Yeah, because they would never get the idea from the animal rights movement that it’s okay to firebomb buildings and violently attack people, now would they?

Much of the interview is filled with DeRose talking about how he plans and participates in illegal activities. For example, DeRose says,

If everybody follows doing their specific job that they wanted to do that will determine what makes a great direct action. I think it is also important when you look at individuals to take into consideration what that individual can do — what they are best suited to. I seldom ever just let anybody do exactly what they want to do, especially if they are not really appropriate for that specific job. I try to, if that’s what they want to do, but if it doesn’t work then I have to move them to another place. If that person is really in it for the animals they won’t mind. I mean we do group discussions and brainstorming sessions. The person in charge is aware of what each person can do and takes in everything of what they are saying. That’s what makes a good operation.
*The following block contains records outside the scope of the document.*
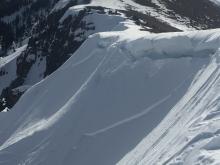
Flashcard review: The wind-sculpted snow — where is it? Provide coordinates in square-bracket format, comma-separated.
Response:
[0, 28, 220, 165]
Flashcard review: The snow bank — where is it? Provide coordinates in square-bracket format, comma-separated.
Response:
[0, 29, 220, 165]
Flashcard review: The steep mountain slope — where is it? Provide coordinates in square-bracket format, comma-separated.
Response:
[0, 0, 220, 111]
[0, 27, 220, 165]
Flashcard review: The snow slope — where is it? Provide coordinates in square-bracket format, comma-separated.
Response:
[0, 26, 220, 165]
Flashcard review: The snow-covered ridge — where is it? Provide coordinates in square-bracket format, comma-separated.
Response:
[0, 29, 220, 165]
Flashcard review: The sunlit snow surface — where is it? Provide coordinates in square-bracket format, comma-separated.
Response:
[0, 25, 220, 165]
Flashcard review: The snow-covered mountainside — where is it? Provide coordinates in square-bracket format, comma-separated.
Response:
[0, 0, 220, 165]
[0, 0, 220, 111]
[0, 25, 220, 165]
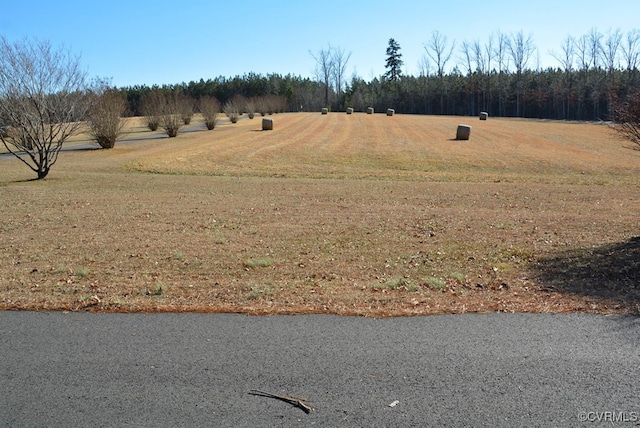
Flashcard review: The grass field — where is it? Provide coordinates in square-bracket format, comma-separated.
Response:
[0, 113, 640, 316]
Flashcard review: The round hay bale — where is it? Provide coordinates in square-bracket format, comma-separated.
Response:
[456, 125, 471, 140]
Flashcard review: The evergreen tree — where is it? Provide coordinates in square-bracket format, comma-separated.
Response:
[384, 38, 403, 82]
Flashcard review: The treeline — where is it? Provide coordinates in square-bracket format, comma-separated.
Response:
[120, 73, 324, 116]
[121, 29, 640, 120]
[121, 68, 640, 120]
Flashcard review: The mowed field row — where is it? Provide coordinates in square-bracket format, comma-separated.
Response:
[0, 113, 640, 316]
[120, 113, 640, 184]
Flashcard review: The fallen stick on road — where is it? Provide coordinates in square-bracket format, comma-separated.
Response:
[249, 389, 313, 413]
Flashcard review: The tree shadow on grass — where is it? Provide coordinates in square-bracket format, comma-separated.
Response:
[533, 236, 640, 314]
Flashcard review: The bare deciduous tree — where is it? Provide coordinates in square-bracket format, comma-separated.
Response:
[424, 31, 455, 113]
[309, 46, 334, 106]
[0, 37, 91, 179]
[507, 31, 535, 116]
[88, 88, 127, 149]
[332, 47, 351, 97]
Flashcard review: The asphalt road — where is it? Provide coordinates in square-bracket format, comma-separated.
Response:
[0, 312, 640, 427]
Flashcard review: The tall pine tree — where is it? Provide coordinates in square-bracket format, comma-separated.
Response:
[384, 38, 404, 82]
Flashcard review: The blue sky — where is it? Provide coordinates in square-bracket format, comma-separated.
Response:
[0, 0, 640, 86]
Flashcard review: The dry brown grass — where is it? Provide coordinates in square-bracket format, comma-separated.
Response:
[0, 113, 640, 316]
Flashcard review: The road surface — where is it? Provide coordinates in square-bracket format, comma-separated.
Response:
[0, 312, 640, 427]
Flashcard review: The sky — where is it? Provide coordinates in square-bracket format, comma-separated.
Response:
[0, 0, 640, 87]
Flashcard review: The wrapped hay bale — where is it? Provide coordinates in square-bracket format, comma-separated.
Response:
[456, 125, 471, 140]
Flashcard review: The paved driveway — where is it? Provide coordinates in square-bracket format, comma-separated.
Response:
[0, 312, 640, 427]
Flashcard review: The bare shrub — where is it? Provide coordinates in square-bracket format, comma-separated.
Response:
[140, 93, 164, 131]
[200, 96, 220, 131]
[179, 95, 193, 125]
[244, 97, 256, 119]
[160, 91, 184, 137]
[88, 89, 127, 149]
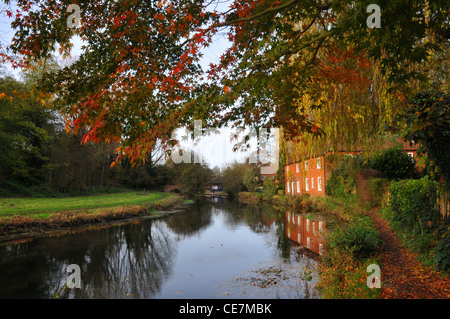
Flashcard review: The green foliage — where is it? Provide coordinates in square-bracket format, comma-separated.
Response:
[223, 163, 247, 195]
[329, 216, 381, 259]
[399, 90, 450, 189]
[244, 167, 257, 192]
[367, 178, 389, 207]
[263, 177, 278, 198]
[434, 233, 450, 272]
[180, 164, 212, 197]
[0, 77, 52, 185]
[369, 147, 418, 180]
[389, 177, 440, 235]
[325, 156, 363, 198]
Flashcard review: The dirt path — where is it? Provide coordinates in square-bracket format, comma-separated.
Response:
[368, 210, 450, 299]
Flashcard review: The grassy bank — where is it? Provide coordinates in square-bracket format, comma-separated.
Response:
[239, 193, 381, 299]
[0, 192, 183, 240]
[314, 196, 381, 299]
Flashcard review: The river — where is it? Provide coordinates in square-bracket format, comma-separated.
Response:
[0, 200, 330, 299]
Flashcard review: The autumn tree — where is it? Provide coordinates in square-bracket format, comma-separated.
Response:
[3, 0, 449, 165]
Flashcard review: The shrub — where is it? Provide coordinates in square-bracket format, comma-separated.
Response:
[263, 177, 278, 197]
[367, 178, 389, 207]
[330, 216, 381, 258]
[434, 234, 450, 272]
[389, 177, 440, 234]
[325, 156, 362, 198]
[369, 147, 419, 180]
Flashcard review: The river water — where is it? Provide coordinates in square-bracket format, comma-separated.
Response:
[0, 200, 329, 299]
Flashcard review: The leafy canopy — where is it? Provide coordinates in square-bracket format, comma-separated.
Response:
[2, 0, 449, 164]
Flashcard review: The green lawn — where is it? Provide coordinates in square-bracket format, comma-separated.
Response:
[0, 191, 169, 218]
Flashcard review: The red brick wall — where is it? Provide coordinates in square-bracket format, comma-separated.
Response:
[285, 156, 327, 196]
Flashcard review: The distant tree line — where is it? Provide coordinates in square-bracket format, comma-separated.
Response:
[0, 73, 218, 196]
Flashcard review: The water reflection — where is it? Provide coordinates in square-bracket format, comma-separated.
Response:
[286, 211, 326, 255]
[0, 201, 325, 299]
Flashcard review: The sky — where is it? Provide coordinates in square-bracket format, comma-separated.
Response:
[0, 4, 278, 168]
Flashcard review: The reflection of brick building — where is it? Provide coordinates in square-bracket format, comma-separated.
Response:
[286, 211, 326, 255]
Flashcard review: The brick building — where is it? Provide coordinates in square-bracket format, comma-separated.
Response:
[284, 141, 418, 196]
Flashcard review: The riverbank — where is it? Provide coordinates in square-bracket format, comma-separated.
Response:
[240, 193, 450, 299]
[0, 192, 184, 242]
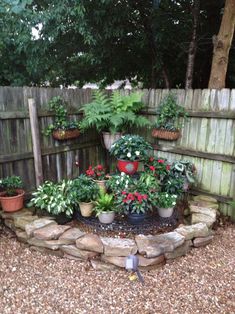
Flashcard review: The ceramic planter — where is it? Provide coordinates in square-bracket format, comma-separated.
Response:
[102, 132, 122, 150]
[152, 129, 181, 141]
[98, 212, 115, 224]
[127, 213, 147, 225]
[79, 202, 94, 217]
[117, 159, 139, 175]
[157, 207, 174, 218]
[0, 189, 25, 212]
[52, 129, 80, 141]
Say, if we are going to do a break-in at a chickery and we start talking to each other and somebody else has an opinion — “I think if we went down Old Man So and So’s farm on the back road it would be faster…” then, you know, the person who is putting this altogether is listening and taking it all in. At the end there will be a specific clear plan of what needs to be done.

Last Chance for Animals is a tax-exempt nonprofit. Doesn’t sound like its engaged in legitimate charitable activities.

Source:

Derose On Direct Action. Animal Liberation NSW, 2002.

The Horrors of those "Happy Cow" Commercials

The California Milk Advisory Board has been running ads featuring cows in fields with tag lines like, “Great cheese comes from happy cows. Happy cows come from California.” Last Chance for Animals filed a complaint against the ads a few months ago, claiming that the ads “deliberately mislead the public, as they do not reflect the horrendous conditions in which California’s dairy cows actually live.”

The animal rights group sent undercover footage of a couple dairies to the California Attorney Generals’s Office that the group claims prove that “the cows … are anything but ‘happy.'”

In a press release announcing the complaint, Last Chance for Animals urged activists to “please ask the Attorney General’s Office to issue an injunction against the CMAB, disseminate a retraction, and enforce a criminal penalty against the company.”

Source:

California “Happy Cow” Ads. Last Chance for Animals, Press release, 2001.